The appellant argued that the lower court had over-emphasised the seriousness of the offence as the state had not produced a victim impact statement or led evidence regarding any trauma or humiliation alleged by the victims.

Ramdeyal (with Judge Celeste Reinders concurring) held that the accused had been correctly convicted and dismissed the appeal.

Ramdeyal noted the appellant’s use of a knife in the attacks and that the victims had “suffered humiliation during these offences”. She found the circumstances of the case were sufficiently serious so as to warrant the application of the prescribed minimum sentence.

She found that while the victim impact statements and equivalent evidence were “always of assistance to a court”, their absence did “not mean that a court must approach the question of sentence on the footing that there was no psychological harm.”

Fifty-two year-old Ramdeyal completed her B.Proc at the then-University of Durban Westville (now University of KwaZulu-Natal) in 1990 and her LLM in 2005.

After serving her articles she worked as a prosecutor, senior prosecutor and district court magistrate in Durban. In 2006 she was appointed a regional court magistrate in Welkom, a position she currently holds.

October 2019 interview:

October 2019 interview synopsis:

Former regional court magistrate, Thiloshni Ramdeyal, is another judicial candidate who had no hesitation in describing herself to the Judicial Service Commission as a judicial activist.

Asked whether she saw herself as a liberal or a conservative judge she replied: ‘In South Africa, with our constitution, you cannot be conservative. You have to be liberal.’

There is no need for the poor to be deprived of access to justice, she said, ‘and since everyone is equal before the law, we must help the poor and needy and vulnerable.’

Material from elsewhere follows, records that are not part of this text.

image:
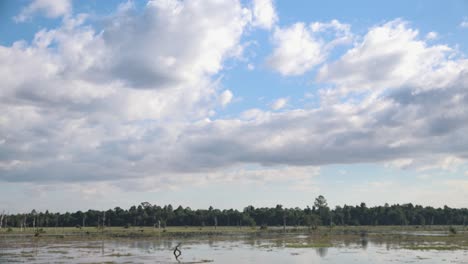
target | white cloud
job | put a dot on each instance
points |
(432, 35)
(389, 56)
(225, 98)
(105, 105)
(130, 103)
(464, 23)
(279, 103)
(50, 8)
(298, 48)
(264, 14)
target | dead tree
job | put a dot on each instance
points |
(1, 219)
(177, 252)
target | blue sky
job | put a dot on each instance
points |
(232, 103)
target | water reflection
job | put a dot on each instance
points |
(322, 252)
(241, 249)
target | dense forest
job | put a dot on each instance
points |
(147, 214)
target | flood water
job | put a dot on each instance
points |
(245, 249)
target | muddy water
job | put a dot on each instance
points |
(220, 250)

Several JSC members questioned the way she had written some judgments, as her ‘style’ might be seen to indicate that she had not considered both sides of a matter. After she described the way she weighed up the evidence and applied her mind to a dispute, one commissioner said ‘I agree with you. You coin it perfectly, but the decision does not seem to be done like that.’ Ramdeyal said she would consider these comments in future, and added that the judgments criticised by the JSC had been written before she had gone on specialised judicial training courses.

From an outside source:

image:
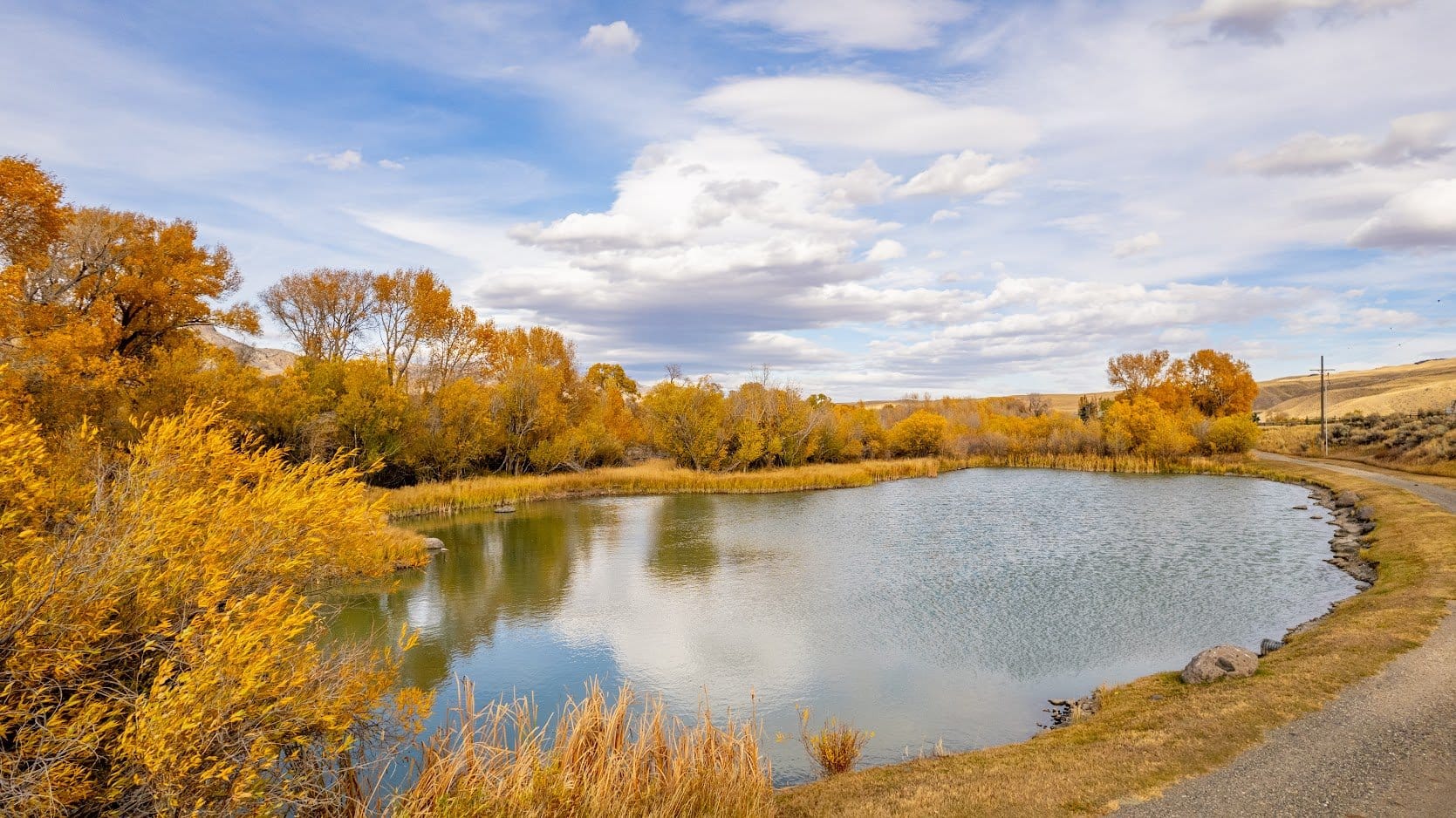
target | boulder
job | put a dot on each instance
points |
(1225, 661)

As a regional court magistrate in the Free State, she had served on the sexual offences court for ‘many years’. ‘I had a reputation of being the “rape magistrate”.’

From that experience she had concluded that the issue of bail ought to be carefully handled and she would be concerned about giving bail if the accused had previous convictions on serious violent crime.

In her view, the Bail Act ought to be ‘seriously revisited’, because there were aspects of it that did not work.